Gegründet haben die Frankfurterinnen das Netzwerk vor drei Jahren. "Wir haben uns als Migrantinnen immer in eine Schiene geschoben gefühlt. Wir sind integriert, aber wir haben auch Sorgen und Ansprüche und wollten eine wahrnehmbare Stimme werden." Rund 170 Migrantinnen aus unterschiedlichen Ländern haben sich der Initiative angeschlossen, sie haben auch weitere Ziele: Karriere und Familie müssen besser vereinbar werden, das Bildungswesen müsse den gesellschaftlichen Anforderungen angepasst werden. "Wir kämpfen für alle Frauen in Deutschland", sagt Capkan.

Direkt dort vor Buschkowskys Amtssitz, dem Rathaus von Berlin-Neukölln, trafen sich im Juni Dutzende Frauen zu einer Kundgebung. Sie machten sich Sorgen um ihre Kinder, die steigende Gewalt im Viertel hatte sie zutiefst verstört. Mehrere Jugendliche waren in den Monaten zuvor getötet worden, an der Bushaltestelle, nach einem Fußballspiel. Organisiert hat die Demonstration der "Treff- und Informationsort türkischer Frauen" (Tio). Ihr Slogan lautete: "Wir wollen weder Opfer noch Täter sein." Die zunehmende Gewalt auf den Straßen Berlins lasse sie - Frauen mit und ohne Migrationshintergrund - nicht gleichgültig, hieß es in der Pressemitteilung zu der Kundgebung. Und: "Wir als Teil der deutschen Gesellschaft tragen für alles, was in unserer Stadt passiert, Mitverantwortung." Die Frauen forderten bessere Schulen, mehr Streetworker.

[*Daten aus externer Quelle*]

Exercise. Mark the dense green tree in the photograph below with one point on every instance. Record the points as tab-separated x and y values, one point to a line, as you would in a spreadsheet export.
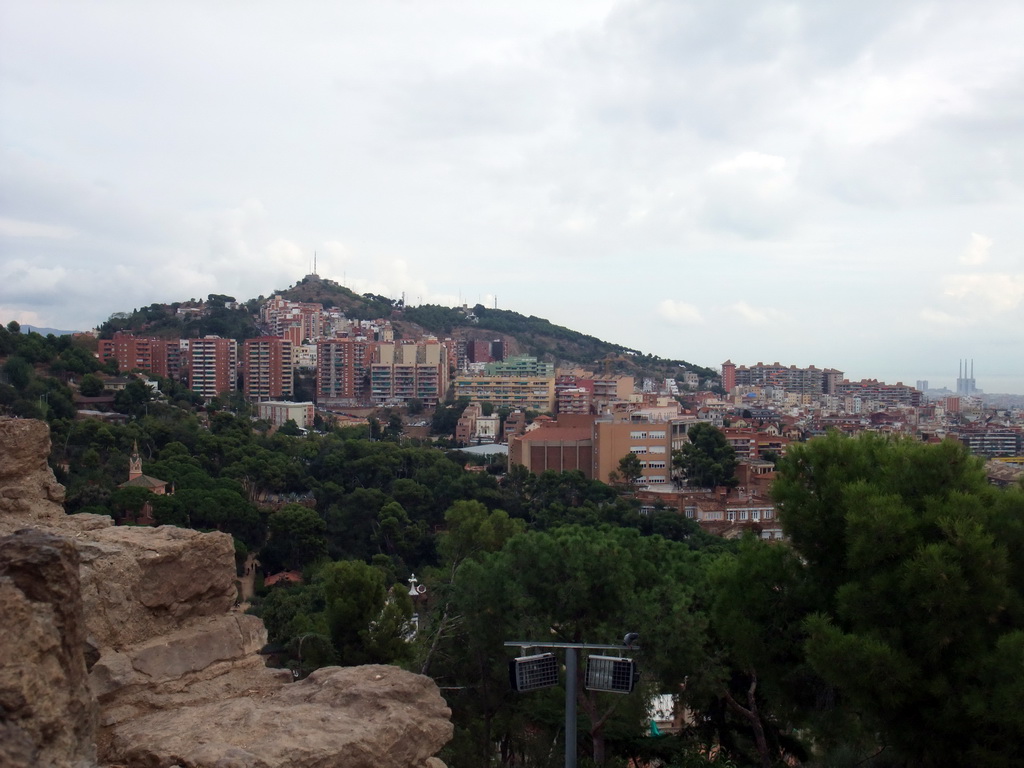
630	471
128	503
919	565
707	460
90	385
297	538
368	622
585	585
18	372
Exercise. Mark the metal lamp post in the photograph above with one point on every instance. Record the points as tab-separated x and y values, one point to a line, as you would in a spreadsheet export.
612	674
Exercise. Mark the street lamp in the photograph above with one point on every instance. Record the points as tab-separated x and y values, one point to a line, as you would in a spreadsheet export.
612	674
416	591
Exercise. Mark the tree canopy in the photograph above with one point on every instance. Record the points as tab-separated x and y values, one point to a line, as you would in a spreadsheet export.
707	460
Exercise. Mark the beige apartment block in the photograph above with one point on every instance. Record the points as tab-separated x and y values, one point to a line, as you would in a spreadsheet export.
526	393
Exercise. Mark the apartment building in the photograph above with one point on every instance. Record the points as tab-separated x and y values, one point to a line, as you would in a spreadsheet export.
808	380
342	371
522	366
885	395
523	392
305	318
649	440
401	372
268	369
278	413
160	356
561	446
212	366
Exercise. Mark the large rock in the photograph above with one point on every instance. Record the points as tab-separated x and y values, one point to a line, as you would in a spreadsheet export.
47	714
29	493
356	717
138	583
174	666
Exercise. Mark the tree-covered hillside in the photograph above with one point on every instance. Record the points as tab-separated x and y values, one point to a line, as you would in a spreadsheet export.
528	335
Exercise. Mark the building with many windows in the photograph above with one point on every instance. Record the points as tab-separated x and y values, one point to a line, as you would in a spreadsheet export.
808	380
268	371
212	366
401	372
278	413
160	356
343	371
523	392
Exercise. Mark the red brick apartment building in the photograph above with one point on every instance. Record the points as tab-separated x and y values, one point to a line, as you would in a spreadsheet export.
212	366
160	356
342	370
267	369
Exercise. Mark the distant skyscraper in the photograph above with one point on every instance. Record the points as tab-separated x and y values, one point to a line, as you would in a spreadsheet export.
965	381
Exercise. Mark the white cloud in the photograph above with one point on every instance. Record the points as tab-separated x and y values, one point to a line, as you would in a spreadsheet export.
986	293
18	228
751	161
977	251
679	312
759	315
938	317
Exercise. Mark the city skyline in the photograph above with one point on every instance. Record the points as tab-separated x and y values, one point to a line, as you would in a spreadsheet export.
837	185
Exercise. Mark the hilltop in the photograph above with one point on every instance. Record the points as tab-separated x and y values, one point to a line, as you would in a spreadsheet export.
223	315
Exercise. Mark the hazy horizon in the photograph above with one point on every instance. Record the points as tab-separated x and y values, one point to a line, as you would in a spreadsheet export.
829	183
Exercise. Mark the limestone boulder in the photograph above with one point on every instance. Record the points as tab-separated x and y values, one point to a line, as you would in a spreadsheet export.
125	644
29	493
47	714
138	583
357	717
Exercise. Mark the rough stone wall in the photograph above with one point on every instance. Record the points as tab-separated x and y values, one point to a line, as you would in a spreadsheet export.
174	675
47	714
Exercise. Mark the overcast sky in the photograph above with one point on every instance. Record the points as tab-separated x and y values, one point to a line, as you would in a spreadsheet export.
838	183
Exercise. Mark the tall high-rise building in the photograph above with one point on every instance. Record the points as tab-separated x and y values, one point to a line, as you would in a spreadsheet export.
965	380
268	370
342	367
212	366
728	376
412	371
160	356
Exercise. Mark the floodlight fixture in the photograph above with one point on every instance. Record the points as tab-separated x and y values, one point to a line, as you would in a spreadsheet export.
611	674
531	673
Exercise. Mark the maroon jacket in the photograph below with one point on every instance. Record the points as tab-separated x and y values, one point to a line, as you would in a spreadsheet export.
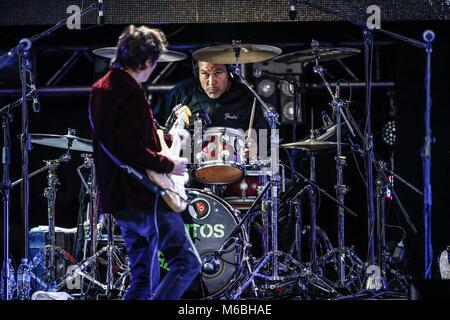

"Ich bin hier aufgewachsen, habe hier studiert. Ich habe den Anspruch, mich in gesellschaftliche Prozesse einzumischen und sie mitzugestalten", sagt Nesrin Tekin von Tio. Das sei nicht immer einfach. Sie erlebe auch, dass die Forderung, Migranten müssten sich einbringen, nicht wirklich ernst gemeint sei. Manchmal sei Engagement, wenn es auch mit Ansprüchen verbunden sei, gar nicht erwünscht. Viele Migrantinnen wollten aber ein Zeichen setzen: "Wir sind schon lange nicht mehr die Putzfrauen der Nation", sagt Tekin.